People: One of the most substantial teachings of lean
manufacturing is the reliance on people as the most versatile asset a company can help flourish. Coming out of the Covid isolation, we learned the workplace can rebrand itself as a central hub of a community of people pulling together to add value for the customers being served. Community and linkage to others are essential in the new work life.
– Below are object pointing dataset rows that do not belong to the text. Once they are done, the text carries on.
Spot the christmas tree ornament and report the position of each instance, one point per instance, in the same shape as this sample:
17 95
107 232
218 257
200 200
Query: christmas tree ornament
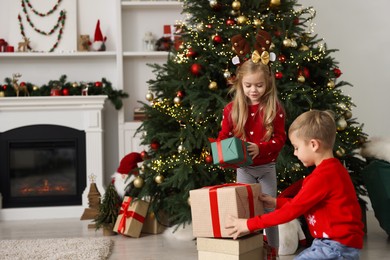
241 19
177 100
337 72
341 124
196 69
340 152
274 3
99 42
149 96
236 5
217 39
330 84
230 22
278 75
159 179
348 114
213 85
154 145
138 182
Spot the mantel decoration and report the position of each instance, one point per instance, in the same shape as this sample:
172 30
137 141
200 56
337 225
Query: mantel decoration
62 87
60 23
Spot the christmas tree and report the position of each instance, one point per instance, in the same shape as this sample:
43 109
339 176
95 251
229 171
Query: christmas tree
190 90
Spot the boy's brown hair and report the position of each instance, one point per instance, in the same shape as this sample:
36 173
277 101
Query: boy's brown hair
315 124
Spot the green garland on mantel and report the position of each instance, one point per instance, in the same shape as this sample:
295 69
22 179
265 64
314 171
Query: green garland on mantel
62 87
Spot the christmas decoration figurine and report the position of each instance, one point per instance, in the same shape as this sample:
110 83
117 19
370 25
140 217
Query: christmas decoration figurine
99 42
121 177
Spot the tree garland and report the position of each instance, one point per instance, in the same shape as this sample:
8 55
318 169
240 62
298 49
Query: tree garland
66 88
24 2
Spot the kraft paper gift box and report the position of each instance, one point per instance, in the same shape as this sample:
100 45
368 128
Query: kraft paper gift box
244 248
152 225
230 153
211 205
131 217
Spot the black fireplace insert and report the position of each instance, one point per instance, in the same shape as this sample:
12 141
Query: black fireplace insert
42 166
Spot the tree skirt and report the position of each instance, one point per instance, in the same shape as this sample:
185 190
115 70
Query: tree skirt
58 248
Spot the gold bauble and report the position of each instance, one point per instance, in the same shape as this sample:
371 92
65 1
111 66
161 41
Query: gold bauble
274 3
348 114
241 19
236 5
213 85
330 84
138 182
159 179
149 96
257 22
301 78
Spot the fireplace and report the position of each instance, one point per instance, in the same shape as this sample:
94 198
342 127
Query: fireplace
67 131
43 165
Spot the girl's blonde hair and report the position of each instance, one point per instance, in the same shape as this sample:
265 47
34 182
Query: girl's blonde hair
315 124
269 100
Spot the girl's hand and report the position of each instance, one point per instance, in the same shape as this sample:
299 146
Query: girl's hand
268 201
236 226
253 150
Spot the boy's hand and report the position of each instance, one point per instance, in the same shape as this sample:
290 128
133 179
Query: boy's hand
236 226
268 201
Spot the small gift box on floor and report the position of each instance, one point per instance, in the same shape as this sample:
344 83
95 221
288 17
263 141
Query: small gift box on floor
244 248
131 217
211 205
230 153
152 225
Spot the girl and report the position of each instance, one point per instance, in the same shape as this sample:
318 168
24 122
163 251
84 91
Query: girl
256 116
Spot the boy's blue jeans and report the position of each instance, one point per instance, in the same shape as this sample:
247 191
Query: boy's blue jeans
322 249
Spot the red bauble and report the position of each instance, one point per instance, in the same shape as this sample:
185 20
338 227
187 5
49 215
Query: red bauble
98 84
337 72
191 53
217 39
230 22
155 145
209 159
65 92
144 155
282 58
278 75
196 69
There is a disconnect in many organizations, assuming their
workers, who complain about the amount of work, are looking for less when looking for more versatility and support to advance improvement. When we pull together a kaizen event, we typically find that the workforce is excited about the inclusion to improve things and is bold in doing the work required to advance an improvement idea. The kaizen participants use task diversity to help pull them from the mundane to a level of fulfillment for their involvement. People want to know the company will invest in them, help them learn their job, and also help them learn about the
industry they work in.

Communication is essential, and positive specific recognition is a crucial element of this communication. Visual management practices help provide a consistent method to communicate each engaged worker’s appreciation and value.

The 4Ps of lean

Performance: Every work team in a lean environment is
comfortable with the idea that performance is a critical element of organizational success. The workforce is anxious to know their process task is impacting results. As a result, a company needs to understand specific driving metrics that an operator can relate to from their vantage point. Leaders often talk about profits or gross margins, and an operator running a press finds it complex to draw the connection from their tasks.

Lean puts attention to metrics on time, quality and productivity. Using the visual factory tools with simple metrics displayed and maintained by employees drives a focus on performance if they are linked to the efforts and displayed at the machines.

Sustaining a competitive advantage requires an organization that can pull together company assets in a cohesive approach to generating value for the customers they serve. The roadmap to achieving the cohesive movement is chartered with lean manufacturing.

Attracting great employees is all about culture, and using
continuous improvement commitment with lean tools
demonstrates a commitment to people. The reduced turnover rates reported by lean-focused organizations highlight the benefits compared to non-lean-focused organizations. Is there any wonder why?